There are many more such purposeful shots in Bal, from sequences detailing the process of extracting honey from the comb (Yusuf sneaking a tiny taste of the sweet stuff adds the perfect touch) to the classroom sequences, several of which are shot through the distorting perspective of a glass holding the ribbons the teacher gives out for excellent classroom performance, and which the boy holds little chance of winning because of his stutter. But after the father heads off on an extended journey to look for new honeycombs, the film sets itself some rather severe problems, mostly because Yusuf won't talk to anyone besides his old man, including his mother. As the days go on and no word comes from the beekeeper, Kaplanoglu makes the boy's disquiet palpable through a perfectly lensed nocturnal scene when the kid arises from bed to watch the nighttime rain.

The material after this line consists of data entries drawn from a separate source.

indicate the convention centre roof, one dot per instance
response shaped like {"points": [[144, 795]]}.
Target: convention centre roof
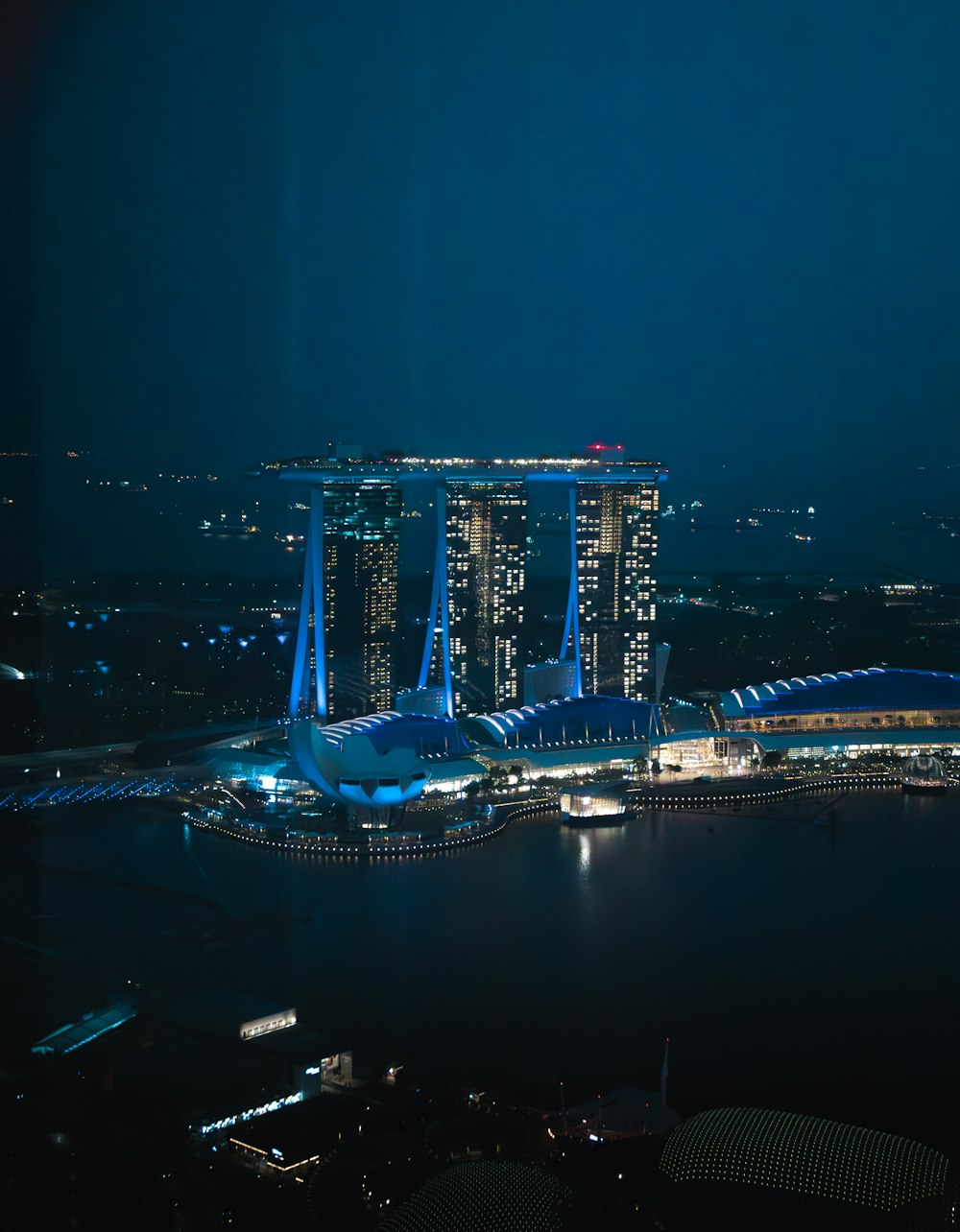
{"points": [[804, 1154], [870, 689], [589, 720]]}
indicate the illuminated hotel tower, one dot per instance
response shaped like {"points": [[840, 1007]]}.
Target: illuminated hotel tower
{"points": [[486, 551], [616, 546], [476, 534]]}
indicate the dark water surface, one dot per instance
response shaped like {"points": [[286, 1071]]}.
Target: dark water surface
{"points": [[794, 963]]}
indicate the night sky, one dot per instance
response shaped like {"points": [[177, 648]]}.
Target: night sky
{"points": [[722, 232]]}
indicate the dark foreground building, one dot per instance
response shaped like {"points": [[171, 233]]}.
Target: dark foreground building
{"points": [[747, 1167]]}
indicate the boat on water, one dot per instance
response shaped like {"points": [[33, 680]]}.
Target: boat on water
{"points": [[924, 775]]}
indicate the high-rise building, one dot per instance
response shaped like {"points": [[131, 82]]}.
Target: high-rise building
{"points": [[486, 536], [463, 528], [361, 552]]}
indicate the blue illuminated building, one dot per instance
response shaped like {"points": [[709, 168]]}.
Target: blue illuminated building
{"points": [[468, 519]]}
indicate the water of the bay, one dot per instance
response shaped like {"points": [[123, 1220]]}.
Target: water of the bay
{"points": [[803, 955]]}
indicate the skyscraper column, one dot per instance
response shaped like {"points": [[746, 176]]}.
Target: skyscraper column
{"points": [[311, 603], [572, 623], [439, 599]]}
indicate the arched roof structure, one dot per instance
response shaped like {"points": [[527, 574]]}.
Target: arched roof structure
{"points": [[804, 1154], [588, 720], [864, 689]]}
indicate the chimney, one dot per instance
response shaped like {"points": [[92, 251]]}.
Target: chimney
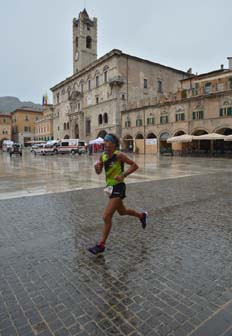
{"points": [[230, 63]]}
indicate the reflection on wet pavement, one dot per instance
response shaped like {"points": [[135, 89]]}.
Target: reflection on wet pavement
{"points": [[36, 175]]}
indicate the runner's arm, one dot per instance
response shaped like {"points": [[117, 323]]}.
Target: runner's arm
{"points": [[132, 165], [99, 165]]}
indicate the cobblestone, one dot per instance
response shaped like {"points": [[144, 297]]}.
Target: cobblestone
{"points": [[174, 278]]}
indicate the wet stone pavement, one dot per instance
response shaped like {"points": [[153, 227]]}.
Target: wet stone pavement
{"points": [[174, 278]]}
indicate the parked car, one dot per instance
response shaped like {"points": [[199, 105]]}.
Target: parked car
{"points": [[6, 145], [71, 146], [15, 149], [45, 149]]}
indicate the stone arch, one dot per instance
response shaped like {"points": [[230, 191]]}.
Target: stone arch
{"points": [[128, 143], [151, 136], [199, 131], [223, 130], [165, 147], [179, 132]]}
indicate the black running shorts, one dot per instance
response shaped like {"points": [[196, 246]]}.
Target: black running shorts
{"points": [[119, 190]]}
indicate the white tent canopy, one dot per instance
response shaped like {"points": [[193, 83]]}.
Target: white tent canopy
{"points": [[97, 141]]}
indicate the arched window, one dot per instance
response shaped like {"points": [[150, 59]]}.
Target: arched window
{"points": [[100, 119], [105, 118], [208, 88], [88, 42]]}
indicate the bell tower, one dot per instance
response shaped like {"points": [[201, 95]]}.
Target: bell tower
{"points": [[84, 41]]}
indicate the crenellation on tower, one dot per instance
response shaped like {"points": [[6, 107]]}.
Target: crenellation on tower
{"points": [[84, 41]]}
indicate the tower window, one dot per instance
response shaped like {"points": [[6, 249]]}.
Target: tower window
{"points": [[88, 42], [105, 76], [105, 118], [88, 126], [100, 119], [160, 86], [97, 81]]}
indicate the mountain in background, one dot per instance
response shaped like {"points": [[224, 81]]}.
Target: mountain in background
{"points": [[9, 104]]}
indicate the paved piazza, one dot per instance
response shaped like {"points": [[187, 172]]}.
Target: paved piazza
{"points": [[174, 278]]}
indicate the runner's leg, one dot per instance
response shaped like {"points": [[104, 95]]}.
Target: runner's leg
{"points": [[110, 209], [124, 211]]}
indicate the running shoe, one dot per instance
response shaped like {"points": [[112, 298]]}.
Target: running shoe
{"points": [[143, 220], [97, 249]]}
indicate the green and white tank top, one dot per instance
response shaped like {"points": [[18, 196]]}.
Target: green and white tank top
{"points": [[113, 167]]}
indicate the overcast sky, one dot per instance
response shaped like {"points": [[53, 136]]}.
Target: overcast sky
{"points": [[36, 37]]}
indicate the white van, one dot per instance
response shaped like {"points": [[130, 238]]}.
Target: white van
{"points": [[71, 146], [6, 145]]}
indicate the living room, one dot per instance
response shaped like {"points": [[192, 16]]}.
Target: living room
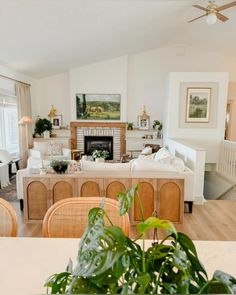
{"points": [[146, 55]]}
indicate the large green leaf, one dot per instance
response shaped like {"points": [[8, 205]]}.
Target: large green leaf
{"points": [[58, 282], [154, 222], [225, 279]]}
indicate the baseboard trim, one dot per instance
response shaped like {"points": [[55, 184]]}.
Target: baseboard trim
{"points": [[199, 200]]}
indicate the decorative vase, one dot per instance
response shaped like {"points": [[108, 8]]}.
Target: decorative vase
{"points": [[100, 160], [46, 134], [60, 169]]}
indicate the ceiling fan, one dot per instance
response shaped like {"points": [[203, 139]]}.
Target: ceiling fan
{"points": [[212, 12]]}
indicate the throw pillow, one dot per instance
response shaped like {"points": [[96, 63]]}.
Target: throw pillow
{"points": [[54, 149], [150, 157], [74, 167], [163, 156], [146, 151]]}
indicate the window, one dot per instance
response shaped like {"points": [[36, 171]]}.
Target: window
{"points": [[9, 139]]}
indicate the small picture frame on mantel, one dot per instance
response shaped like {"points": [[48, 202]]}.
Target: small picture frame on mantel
{"points": [[56, 121], [143, 123], [144, 120]]}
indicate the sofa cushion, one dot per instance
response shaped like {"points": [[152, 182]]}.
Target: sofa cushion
{"points": [[146, 151], [150, 157], [163, 156], [178, 164], [54, 148], [144, 165], [96, 166], [41, 146]]}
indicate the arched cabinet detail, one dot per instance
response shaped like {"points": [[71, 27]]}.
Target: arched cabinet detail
{"points": [[113, 186], [37, 200], [170, 200], [91, 188]]}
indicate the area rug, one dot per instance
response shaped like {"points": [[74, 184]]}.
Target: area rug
{"points": [[9, 193]]}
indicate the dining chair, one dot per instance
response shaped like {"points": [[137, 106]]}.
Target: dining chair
{"points": [[8, 220], [69, 217]]}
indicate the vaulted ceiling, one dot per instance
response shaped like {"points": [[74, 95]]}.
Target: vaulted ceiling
{"points": [[44, 37]]}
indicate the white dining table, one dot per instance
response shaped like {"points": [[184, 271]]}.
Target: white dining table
{"points": [[26, 263]]}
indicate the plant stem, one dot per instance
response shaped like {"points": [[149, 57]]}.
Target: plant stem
{"points": [[143, 235], [140, 205], [143, 255]]}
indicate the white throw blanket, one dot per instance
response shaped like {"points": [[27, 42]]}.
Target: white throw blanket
{"points": [[4, 175]]}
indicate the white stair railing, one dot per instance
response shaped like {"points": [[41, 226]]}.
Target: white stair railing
{"points": [[227, 160]]}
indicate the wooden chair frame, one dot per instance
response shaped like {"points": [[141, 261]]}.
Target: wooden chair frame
{"points": [[93, 201], [12, 217]]}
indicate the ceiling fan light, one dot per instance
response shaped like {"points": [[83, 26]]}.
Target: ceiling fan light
{"points": [[211, 19]]}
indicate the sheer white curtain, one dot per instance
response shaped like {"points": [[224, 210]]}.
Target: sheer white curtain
{"points": [[24, 109], [8, 122]]}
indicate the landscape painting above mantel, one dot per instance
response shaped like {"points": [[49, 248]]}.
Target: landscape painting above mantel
{"points": [[97, 106], [198, 105]]}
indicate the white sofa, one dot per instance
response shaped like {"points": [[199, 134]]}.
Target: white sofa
{"points": [[49, 150], [160, 165]]}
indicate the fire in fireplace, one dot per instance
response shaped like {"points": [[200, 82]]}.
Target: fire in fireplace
{"points": [[92, 143]]}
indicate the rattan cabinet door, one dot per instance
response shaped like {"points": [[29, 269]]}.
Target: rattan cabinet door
{"points": [[170, 199], [62, 188], [112, 186], [90, 187], [147, 195], [36, 198]]}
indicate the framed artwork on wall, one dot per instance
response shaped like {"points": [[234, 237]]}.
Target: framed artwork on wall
{"points": [[144, 120], [198, 105], [98, 106], [56, 121], [143, 123]]}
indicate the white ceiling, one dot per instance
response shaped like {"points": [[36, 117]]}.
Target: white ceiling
{"points": [[44, 37]]}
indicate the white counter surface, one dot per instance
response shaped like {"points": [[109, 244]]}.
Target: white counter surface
{"points": [[26, 263]]}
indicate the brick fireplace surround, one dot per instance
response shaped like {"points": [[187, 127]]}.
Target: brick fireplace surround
{"points": [[115, 129]]}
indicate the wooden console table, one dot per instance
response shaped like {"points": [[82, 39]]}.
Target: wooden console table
{"points": [[163, 195]]}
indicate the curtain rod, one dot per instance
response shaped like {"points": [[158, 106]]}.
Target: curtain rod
{"points": [[8, 78]]}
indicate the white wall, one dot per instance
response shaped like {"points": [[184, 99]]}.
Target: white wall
{"points": [[104, 77], [10, 85], [232, 96], [148, 75], [208, 138], [142, 79], [53, 90]]}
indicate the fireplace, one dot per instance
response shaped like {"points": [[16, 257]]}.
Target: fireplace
{"points": [[92, 143]]}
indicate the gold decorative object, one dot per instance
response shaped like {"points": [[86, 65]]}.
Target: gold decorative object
{"points": [[53, 112], [144, 120]]}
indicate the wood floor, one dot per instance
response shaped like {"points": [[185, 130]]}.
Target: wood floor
{"points": [[215, 220]]}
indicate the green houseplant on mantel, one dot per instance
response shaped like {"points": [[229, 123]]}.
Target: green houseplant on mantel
{"points": [[108, 262], [59, 166], [100, 155], [41, 125]]}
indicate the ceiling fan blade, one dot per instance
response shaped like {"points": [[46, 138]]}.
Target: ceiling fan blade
{"points": [[200, 7], [192, 20], [226, 6], [221, 17]]}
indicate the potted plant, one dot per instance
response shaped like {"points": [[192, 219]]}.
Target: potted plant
{"points": [[108, 262], [42, 125], [100, 155], [157, 125], [130, 125], [59, 166]]}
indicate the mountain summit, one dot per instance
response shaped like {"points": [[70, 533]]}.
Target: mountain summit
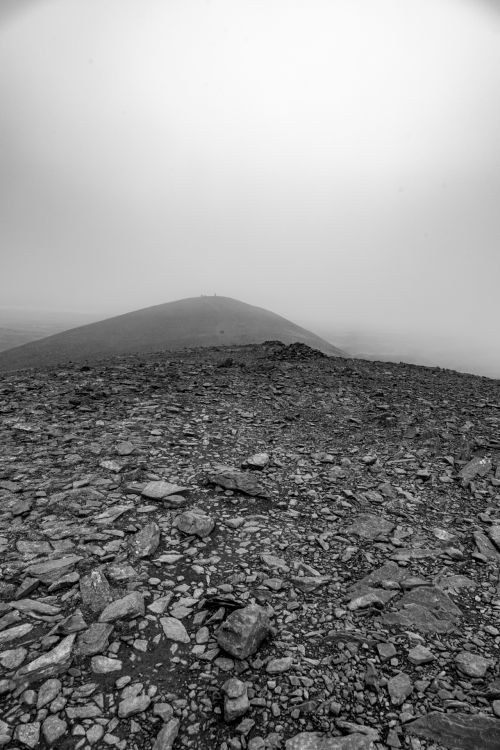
{"points": [[185, 323]]}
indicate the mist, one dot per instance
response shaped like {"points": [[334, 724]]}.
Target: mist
{"points": [[335, 162]]}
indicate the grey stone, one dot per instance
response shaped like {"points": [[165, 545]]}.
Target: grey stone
{"points": [[50, 571], [47, 692], [258, 460], [276, 666], [104, 664], [494, 535], [50, 664], [418, 617], [233, 479], [195, 522], [94, 640], [95, 591], [158, 490], [479, 466], [174, 629], [399, 687], [321, 741], [53, 728], [167, 735], [243, 631], [420, 655], [133, 705], [236, 702], [12, 634], [28, 734], [131, 605], [369, 526], [473, 665], [13, 658], [146, 541], [458, 731]]}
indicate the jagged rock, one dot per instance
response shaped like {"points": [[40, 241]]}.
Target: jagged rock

But mostly these sequences, while never less than strikingly photographed, lack the confidence of the film's first half. In one scene that's completely lovely, but whose beauty is of an almost academic irrelevance, the boy stares at the moon reflected in a pail of water, shaking up the image by stirring the liquid, then watching the moon reform in the pail. Fortunately, such useless beauty proves the exception in Bal. (Or perhaps unfortunately, for is there any such thing as "useless" or, for that matter, "useful" beauty?) Either way, by the time of the film's haunting conclusion, Kaplanoglu has decisively regained command of his work, his visually inspired set pieces no longer blowing helter-skelter in the wind, but firmly realigned with his lead character's sense of irrevocable despair.